When the worm 9 is rotated by the driving of the motor 3, the teeth 9a of the worm 9 and the teeth 8d of the worm wheel 8 are in contact with each other due to a position error due to poor assembly. Even if there are, the teeth 8d of the worm wheel 8 are bent by the action force of the teeth 9a of the worm 9, the positional errors are absorbed from each other, and the gears 8d and 9a are in line contact. It is kept in a state (jump part).

Next, as shown in FIG. 4, the results of the durability test performed using the worm wheel 8 and the helical worm wheel 18 shown in FIG.

The endurance test was performed by driving a worm with a predetermined load on the worm wheel side.

The test conditions are as follows.

Load torque of worm wheel: ± 80 kg · cm Rotation angle of worm wheel: ± 1.5 revolutions Rotation speed of worm wheel: 9 cpm (cycles / minute) Motor drive torque: ± 6.5 kg · cm Test results are shown in FIG. As shown in

5 shows the number of times of durability (X10 ⁴ times) on the horizontal axis and the amount of backlash increase on the vertical axis.

Each result of the conventional apparatus which used the helical worm wheel as a dashed line of the device which saw a solid line in a graph is shown.

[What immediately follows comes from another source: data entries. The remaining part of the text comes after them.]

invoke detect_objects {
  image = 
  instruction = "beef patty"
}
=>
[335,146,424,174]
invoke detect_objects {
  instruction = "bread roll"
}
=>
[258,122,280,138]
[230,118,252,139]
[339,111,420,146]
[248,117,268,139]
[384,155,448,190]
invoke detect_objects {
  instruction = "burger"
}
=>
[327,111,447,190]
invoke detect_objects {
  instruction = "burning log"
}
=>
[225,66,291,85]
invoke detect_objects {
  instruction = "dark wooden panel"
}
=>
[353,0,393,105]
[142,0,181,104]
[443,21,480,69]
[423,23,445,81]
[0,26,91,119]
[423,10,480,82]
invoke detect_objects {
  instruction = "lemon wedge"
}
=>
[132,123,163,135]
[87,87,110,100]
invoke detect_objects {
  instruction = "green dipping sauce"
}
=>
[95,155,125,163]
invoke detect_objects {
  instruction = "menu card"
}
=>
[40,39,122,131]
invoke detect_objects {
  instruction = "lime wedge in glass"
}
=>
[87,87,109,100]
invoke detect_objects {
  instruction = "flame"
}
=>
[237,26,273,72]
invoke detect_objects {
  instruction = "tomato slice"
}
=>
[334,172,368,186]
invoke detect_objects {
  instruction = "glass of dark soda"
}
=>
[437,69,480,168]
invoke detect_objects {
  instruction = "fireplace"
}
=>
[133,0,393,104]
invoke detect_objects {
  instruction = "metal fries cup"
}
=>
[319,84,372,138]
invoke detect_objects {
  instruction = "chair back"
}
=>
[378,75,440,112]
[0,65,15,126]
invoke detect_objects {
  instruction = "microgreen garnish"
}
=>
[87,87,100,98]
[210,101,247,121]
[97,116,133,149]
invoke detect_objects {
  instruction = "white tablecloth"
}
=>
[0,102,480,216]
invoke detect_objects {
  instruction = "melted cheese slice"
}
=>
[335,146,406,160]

As is apparent from this graph, it can be seen that in the device of the present invention, the increase amount of the backlash is reduced even if the number of times of durability is increased as compared with the conventional device.

In addition, in the above-described embodiment, the worm wheel 8 shown in FIG. 4 has been described for the case where the worm wheel part 8c is made of synthetic resin except for the boss part 8a, but the present invention is not limited thereto. The whole may be made of synthetic resin, and at least the tooth portion may be made of synthetic resin.

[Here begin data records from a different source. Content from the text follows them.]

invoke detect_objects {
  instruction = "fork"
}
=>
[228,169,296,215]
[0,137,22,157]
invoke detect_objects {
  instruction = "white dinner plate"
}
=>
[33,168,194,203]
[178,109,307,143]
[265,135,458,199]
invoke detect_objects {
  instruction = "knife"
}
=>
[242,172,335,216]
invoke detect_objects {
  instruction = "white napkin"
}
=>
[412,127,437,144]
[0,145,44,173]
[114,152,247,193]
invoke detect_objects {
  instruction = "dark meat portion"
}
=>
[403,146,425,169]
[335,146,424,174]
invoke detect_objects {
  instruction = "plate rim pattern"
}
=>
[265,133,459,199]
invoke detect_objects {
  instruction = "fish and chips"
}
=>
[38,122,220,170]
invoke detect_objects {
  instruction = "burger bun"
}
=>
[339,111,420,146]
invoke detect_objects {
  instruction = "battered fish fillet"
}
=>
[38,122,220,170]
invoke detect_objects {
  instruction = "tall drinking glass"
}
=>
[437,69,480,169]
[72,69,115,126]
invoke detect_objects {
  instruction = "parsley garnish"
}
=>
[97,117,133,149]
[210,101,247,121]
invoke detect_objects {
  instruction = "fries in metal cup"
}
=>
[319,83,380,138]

As described above, in the device of the present invention, at least the value of the worm wheel is formed of a synthetic resin, and the radius of the root surface is set to be larger than the sum of the radius of the worm gear and the gap between the tip of the worm wheel. Even if the position error occurs due to the defect of the process and the assembly process, it can absorb this, so that the gears can be kept in the line contact state, so that the wear is reduced, the durability is increased, and the work of assembling is also improved. The excellent effect can be obtained.

Claims (1)

A power steering apparatus which transmits the output of an auxiliary power source to a keyed magnetic shaft by interposing a worm wheel and a worm wheel, wherein at least the tooth portion of the worm wheel is integrally formed of a synthetic resin, and the radius of curvature of the root surface of the worm wheel is fixed. Wherein the curvature of the end face of the end face is larger than the sum of the radius and the gap between the tip ends, and the synthetic resin of the tooth portion of the worm wheel is flexible to the action force of the tooth portion of the worm wheel.